Chiffon ikut terkesiap, melihat ada seorang remaja tiba-tiba saja muncul di antara mereka. Terutama saat dia menoleh dan tersenyum merekah, seketika bagian terdalam dari otak Chiffon merespon cepat, memberikannya penglihatan lain akan remaja itu. Sangat tidak asing. Bedanya remaja dalam ingatannya mengenakan jubah putih, sementara yang ini memakai kaos oblong biasa.
"Jangan kau lagi! Bunuh dia!"
Kemudian dua tangan remaja itu tiba-tiba menyala, sinar hijau mengelilingi mulai dari ujung lengan hingga pangkal jari. Seketika dia bergerak sangat cepat hingga bahkan robot-robot yang tersisa tak dapat mengeluarkan pelurunya, melainkan langsung terbelah menjadi dua seperti teman-temannya yang lain. Si Jubah Merah tidak tinggal diam, dia yang akhirnya menyerang, menembakkan peluru-pelurunya dengan membabi buta, dan memaksa Fern juga Chiffon harus menurunkan tubuhnya hingga merayap. Sementara itu, tak ada satupun peluru yang mengenai remaja itu.

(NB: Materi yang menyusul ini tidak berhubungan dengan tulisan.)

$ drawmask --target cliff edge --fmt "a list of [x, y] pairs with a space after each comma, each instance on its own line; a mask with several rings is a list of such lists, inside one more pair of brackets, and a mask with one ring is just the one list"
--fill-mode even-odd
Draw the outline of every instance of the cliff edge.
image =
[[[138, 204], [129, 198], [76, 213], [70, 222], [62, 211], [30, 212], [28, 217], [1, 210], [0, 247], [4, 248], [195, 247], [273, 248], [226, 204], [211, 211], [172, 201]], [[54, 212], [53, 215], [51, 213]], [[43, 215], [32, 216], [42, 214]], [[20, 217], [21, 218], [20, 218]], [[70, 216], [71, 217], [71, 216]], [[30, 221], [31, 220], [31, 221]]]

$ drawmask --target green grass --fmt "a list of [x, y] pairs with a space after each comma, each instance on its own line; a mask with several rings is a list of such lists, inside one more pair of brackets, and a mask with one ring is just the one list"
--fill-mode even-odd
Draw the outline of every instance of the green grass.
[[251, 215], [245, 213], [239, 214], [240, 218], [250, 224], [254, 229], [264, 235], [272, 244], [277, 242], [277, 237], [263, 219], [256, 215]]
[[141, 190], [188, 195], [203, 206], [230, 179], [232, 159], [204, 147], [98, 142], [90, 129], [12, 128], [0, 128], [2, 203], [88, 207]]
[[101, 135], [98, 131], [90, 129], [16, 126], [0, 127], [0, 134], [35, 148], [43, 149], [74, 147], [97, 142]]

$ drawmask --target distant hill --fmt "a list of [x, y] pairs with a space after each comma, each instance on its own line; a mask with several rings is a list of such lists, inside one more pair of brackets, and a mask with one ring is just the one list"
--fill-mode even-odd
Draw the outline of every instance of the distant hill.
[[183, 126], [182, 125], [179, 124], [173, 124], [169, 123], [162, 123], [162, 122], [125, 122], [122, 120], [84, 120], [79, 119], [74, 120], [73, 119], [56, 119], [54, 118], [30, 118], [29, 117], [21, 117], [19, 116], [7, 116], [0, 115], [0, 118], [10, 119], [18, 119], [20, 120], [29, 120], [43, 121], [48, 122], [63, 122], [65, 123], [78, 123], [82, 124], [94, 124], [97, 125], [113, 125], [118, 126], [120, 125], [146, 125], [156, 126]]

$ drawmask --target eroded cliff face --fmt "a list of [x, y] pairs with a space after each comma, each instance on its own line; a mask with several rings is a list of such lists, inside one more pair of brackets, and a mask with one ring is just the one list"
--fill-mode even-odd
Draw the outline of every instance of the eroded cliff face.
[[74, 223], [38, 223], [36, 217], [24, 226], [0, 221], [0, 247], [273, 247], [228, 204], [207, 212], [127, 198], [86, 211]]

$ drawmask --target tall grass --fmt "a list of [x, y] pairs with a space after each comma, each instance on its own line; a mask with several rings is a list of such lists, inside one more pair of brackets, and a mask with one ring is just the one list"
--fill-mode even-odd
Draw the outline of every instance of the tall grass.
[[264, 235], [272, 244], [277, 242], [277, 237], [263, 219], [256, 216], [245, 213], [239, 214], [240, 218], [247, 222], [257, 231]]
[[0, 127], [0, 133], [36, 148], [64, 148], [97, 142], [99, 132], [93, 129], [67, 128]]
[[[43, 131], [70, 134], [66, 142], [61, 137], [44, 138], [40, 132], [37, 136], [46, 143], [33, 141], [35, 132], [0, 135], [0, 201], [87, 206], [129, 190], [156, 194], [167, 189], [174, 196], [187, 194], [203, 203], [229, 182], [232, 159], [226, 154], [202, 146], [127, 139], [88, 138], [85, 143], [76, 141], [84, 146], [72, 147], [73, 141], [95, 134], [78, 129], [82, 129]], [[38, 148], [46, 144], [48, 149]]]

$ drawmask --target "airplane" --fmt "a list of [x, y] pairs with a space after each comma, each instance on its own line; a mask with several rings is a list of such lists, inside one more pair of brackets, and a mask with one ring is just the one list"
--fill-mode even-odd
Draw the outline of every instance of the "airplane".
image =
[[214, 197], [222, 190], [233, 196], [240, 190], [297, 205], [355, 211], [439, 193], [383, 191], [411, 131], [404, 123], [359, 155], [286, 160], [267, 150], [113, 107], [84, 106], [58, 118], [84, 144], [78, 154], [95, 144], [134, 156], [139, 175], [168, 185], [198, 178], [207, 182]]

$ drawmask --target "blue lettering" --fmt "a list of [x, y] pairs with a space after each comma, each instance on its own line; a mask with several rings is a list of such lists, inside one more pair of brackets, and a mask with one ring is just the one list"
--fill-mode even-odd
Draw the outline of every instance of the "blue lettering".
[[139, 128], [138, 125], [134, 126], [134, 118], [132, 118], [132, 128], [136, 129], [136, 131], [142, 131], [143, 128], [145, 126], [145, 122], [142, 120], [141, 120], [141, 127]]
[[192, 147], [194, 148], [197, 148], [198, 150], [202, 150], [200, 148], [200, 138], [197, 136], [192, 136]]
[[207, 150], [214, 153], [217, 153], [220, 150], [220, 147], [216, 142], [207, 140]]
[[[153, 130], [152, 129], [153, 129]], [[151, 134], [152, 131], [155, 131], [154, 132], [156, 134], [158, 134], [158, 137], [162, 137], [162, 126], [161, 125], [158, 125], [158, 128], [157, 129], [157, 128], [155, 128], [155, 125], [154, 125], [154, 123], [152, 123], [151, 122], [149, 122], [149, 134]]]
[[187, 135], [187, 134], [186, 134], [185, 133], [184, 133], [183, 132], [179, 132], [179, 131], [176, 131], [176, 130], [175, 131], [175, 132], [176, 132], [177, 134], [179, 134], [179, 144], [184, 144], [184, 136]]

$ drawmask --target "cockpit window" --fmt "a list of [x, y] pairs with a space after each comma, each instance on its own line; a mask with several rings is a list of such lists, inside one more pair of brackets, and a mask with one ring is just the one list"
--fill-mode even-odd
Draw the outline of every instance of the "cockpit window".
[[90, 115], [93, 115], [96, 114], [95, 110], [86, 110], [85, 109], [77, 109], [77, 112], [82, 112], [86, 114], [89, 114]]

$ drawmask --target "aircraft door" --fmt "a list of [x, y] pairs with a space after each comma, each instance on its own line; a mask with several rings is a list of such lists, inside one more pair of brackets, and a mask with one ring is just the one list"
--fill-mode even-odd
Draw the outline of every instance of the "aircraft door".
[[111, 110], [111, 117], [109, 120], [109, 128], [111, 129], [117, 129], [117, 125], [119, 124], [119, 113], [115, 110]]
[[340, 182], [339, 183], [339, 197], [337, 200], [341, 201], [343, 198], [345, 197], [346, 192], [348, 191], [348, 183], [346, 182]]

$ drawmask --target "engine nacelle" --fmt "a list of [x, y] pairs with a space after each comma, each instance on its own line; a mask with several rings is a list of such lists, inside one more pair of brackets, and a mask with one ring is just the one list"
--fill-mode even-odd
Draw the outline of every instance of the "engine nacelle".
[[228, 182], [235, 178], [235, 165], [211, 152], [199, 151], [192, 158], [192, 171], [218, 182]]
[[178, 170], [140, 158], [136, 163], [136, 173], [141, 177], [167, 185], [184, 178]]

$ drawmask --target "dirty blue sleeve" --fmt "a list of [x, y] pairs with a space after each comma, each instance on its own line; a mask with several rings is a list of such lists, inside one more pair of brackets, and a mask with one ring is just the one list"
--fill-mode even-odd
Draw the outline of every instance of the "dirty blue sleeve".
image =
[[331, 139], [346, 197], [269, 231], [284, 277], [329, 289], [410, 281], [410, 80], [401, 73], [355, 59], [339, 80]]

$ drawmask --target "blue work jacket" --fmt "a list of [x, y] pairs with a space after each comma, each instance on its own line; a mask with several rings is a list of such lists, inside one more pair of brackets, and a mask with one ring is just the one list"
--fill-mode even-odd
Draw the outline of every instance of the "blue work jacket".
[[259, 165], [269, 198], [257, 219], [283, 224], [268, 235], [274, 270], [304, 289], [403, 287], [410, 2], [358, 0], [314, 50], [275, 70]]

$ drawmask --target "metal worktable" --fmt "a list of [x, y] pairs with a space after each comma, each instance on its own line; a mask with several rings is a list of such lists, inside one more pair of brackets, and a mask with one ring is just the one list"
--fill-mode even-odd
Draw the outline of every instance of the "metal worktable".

Semakin berang, si Jubah Merah menggunakan senjata pamungkasnya. Dia mengeluarkan bahan peledak yang siap menghancurkan tempat itu. Chiffon mulai panik, dan berteriak agar semuanya dihentikan. Saat itu juga terasa tubuhnya terangkat. Remaja itu sudah membopongnya.
"Aku Azure. Crimson Knight. Senang bertemu denganmu," ucapnya, lalu berlari. Larinya sangat cepat sampai-sampai Chiffon menjerit dan memeluk remaja itu karena ketakutan setengah mati.